Data for college basketball is currently available only back to the 2011 season. Here are the top 10 seasons in the database, minimum 500 minutes played.
Code: Select all
╔═════╦═══════╦═════════════════╦══════════════════════╦═══════╦═══════╦══════╗
║ Rk ║ Year ║ Team ║ Player ║ BPM ║ OBPM ║ DBPM ║
╠═════╬═══════╬═════════════════╬══════════════════════╬═══════╬═══════╬══════╣
║ 1 ║ 2012 ║ Kentucky ║ Anthony Davis ║ 18.7 ║ 7.8 ║ 10.9 ║
║ 2 ║ 2013 ║ Indiana ║ Victor Oladipo ║ 17.0 ║ 9.7 ║ 7.3 ║
║ 3 ║ 2013 ║ Louisville ║ Gorgui Dieng ║ 15.0 ║ 4.0 ║ 11.0 ║
║ 4 ║ 2014 ║ Kansas ║ Joel Embiid ║ 14.9 ║ 4.7 ║ 10.2 ║
║ 5 ║ 2014 ║ Kentucky ║ Willie Cauley-Stein ║ 14.9 ║ 4.1 ║ 10.8 ║
║ 6 ║ 2012 ║ Marquette ║ Jae Crowder ║ 14.7 ║ 8.8 ║ 5.9 ║
║ 7 ║ 2013 ║ Kentucky ║ Nerlens Noel ║ 14.6 ║ 2.9 ║ 11.7 ║
║ 8 ║ 2012 ║ Kansas ║ Jeff Withey ║ 13.8 ║ 2.7 ║ 11.1 ║
║ 9 ║ 2011 ║ Michigan State ║ Draymond Green ║ 13.6 ║ 6.3 ║ 7.3 ║
║ 10 ║ 2013 ║ Gonzaga ║ Mike Hart ║ 13.5 ║ 7.9 ║ 5.6 ║
╚═════╩═══════╩═════════════════╩══════════════════════╩═══════╩═══════╩══════╝
Big men tend to rank more highly than guards–it appears that a big man can dominate on defense more in college than in the NBA. In college, there are some ridiculous block rates for elite centers. Are they overrated, or does this reflect reality? There is no easy way to know for sure.

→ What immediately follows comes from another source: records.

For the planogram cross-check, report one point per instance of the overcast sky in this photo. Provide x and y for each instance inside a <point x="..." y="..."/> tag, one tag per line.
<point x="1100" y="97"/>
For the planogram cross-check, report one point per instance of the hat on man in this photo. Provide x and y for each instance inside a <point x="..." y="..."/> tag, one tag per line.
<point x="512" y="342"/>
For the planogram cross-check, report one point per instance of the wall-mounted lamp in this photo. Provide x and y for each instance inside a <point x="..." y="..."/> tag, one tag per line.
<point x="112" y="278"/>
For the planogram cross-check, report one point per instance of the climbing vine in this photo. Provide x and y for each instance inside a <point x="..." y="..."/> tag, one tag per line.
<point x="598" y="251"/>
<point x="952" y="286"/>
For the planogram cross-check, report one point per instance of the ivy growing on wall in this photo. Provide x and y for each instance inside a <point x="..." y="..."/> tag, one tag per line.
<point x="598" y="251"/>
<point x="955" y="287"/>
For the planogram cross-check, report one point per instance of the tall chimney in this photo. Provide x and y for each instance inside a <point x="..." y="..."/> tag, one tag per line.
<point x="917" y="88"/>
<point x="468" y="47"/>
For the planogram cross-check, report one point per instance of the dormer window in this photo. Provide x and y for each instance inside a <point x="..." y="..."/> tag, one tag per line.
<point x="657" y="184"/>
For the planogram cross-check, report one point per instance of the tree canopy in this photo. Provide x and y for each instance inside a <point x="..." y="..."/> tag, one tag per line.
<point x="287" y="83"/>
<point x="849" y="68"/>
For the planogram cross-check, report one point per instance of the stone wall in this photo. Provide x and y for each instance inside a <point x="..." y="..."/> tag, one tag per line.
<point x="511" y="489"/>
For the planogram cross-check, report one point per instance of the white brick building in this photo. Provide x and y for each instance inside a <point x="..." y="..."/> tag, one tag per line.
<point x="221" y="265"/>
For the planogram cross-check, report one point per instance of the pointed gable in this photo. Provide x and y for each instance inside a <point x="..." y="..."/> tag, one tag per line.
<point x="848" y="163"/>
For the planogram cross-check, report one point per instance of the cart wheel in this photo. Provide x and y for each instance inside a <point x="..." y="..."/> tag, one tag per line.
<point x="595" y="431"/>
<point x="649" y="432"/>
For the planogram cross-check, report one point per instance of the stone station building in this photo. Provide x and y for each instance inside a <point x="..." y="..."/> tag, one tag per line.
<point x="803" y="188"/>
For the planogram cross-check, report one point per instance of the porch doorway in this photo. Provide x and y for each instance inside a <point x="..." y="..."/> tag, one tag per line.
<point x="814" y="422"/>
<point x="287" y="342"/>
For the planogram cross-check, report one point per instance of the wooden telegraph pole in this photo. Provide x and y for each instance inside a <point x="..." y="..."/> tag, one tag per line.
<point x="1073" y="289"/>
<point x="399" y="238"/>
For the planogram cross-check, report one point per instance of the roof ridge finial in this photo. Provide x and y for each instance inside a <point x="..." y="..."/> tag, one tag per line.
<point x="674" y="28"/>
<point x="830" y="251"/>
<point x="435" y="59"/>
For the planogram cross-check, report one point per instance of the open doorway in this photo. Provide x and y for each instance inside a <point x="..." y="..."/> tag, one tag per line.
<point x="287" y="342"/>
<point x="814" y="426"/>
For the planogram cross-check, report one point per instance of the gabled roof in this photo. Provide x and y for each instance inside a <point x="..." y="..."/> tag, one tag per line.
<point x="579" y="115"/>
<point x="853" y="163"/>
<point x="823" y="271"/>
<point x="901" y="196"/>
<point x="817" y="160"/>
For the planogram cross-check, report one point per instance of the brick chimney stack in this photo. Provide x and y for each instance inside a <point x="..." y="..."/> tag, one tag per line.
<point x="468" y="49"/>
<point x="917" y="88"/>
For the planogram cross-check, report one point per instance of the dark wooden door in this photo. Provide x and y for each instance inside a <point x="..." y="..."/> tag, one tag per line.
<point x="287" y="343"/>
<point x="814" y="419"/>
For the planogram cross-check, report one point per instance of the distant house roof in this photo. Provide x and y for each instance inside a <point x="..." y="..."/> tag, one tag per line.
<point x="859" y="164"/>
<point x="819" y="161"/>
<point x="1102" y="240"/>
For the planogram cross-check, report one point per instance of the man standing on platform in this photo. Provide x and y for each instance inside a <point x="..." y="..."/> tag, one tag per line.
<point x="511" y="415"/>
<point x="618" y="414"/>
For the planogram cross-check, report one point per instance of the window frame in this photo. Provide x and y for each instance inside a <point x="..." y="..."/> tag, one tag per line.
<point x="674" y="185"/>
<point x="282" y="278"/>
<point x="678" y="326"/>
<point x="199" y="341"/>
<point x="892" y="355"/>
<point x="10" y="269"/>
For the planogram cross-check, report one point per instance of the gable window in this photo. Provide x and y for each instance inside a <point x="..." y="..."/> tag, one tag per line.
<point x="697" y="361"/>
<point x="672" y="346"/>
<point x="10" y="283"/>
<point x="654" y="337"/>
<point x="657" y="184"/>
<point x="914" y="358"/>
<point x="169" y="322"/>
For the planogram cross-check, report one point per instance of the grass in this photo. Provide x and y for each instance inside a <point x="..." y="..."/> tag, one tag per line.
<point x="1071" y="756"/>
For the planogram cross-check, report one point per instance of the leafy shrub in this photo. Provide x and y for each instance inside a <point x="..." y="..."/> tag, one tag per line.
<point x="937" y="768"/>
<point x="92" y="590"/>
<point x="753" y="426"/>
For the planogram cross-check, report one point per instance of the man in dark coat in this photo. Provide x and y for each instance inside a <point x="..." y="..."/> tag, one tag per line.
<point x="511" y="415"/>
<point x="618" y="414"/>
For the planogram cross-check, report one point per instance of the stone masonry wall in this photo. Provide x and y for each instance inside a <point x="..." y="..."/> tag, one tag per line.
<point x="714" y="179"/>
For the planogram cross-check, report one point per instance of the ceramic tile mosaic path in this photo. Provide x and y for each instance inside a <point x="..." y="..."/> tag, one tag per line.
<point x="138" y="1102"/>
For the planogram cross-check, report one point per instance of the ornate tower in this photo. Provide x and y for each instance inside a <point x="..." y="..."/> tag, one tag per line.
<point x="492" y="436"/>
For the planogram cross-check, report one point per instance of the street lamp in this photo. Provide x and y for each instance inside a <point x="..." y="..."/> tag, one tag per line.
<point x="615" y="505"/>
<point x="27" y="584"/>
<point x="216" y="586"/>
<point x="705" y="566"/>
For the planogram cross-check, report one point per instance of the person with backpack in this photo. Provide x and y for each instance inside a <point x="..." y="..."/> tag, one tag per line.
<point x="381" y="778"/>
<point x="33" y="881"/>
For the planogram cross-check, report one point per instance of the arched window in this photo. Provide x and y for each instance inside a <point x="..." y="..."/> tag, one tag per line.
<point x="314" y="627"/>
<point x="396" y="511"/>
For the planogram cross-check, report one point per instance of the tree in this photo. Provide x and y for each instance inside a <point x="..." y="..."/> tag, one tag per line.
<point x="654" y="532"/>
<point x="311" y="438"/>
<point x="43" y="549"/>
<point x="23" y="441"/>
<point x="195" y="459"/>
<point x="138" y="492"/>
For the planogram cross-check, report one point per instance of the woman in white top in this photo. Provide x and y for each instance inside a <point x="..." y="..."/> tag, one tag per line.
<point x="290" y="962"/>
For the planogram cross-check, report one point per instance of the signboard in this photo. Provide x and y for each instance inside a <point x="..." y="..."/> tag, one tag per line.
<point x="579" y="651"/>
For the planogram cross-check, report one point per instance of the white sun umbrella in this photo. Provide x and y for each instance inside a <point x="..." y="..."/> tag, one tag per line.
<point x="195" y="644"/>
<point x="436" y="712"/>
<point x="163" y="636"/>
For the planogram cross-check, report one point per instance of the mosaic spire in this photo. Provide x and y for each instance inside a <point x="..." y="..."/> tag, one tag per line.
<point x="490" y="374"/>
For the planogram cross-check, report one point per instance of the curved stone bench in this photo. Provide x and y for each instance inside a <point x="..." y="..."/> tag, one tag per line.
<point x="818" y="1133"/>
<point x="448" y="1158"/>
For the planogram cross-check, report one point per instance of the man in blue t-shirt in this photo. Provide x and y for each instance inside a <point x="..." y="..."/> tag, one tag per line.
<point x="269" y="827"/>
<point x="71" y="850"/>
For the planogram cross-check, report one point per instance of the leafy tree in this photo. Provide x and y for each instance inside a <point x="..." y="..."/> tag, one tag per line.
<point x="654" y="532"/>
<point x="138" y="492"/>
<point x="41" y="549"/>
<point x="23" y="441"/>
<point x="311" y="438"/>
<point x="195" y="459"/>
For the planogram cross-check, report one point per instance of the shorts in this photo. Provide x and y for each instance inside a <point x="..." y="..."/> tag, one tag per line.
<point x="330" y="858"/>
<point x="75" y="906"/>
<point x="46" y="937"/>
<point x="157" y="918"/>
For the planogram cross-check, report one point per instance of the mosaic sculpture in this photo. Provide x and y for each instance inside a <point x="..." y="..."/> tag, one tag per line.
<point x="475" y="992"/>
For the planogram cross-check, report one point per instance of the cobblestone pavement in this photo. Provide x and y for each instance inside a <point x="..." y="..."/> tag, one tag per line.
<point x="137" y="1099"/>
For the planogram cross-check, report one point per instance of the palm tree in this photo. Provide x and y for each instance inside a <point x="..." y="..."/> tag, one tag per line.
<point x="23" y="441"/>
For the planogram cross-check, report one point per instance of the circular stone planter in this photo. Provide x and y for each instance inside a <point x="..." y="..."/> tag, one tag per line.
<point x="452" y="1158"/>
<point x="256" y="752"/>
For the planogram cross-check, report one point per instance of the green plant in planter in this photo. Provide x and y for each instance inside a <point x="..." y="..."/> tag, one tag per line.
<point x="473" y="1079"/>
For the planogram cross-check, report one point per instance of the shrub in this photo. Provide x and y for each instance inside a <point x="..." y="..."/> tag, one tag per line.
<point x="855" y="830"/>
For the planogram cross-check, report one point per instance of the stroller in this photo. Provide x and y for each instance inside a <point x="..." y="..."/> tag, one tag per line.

Beware of partial season results. Because of imbalanced schedules, with many easy games early in the season for top teams, players who compile great stats early in the season (along with their whole team) but then get hurt and miss conference play, where their teammates' stats drop down, will often see inflated BPM numbers because their numbers look so much better than their teammates.
Beware of crazy outliers. Mike Hart, above, is one. A "quintessential glue guy", he never shot the ball at all, but made the few shots he did shoot. He never, ever turned the ball over, either, but rebounded, passed, got a lot of steals…. His numbers are stretching the interaction terms in BPM past their breaking point, particularly on offense. He had just enough minutes to qualify for the list above.
---
This bugfix addresses the iissue found earlier in this thread, where I was weighting the regression by sqrt(possessions) rather than by simply possessions.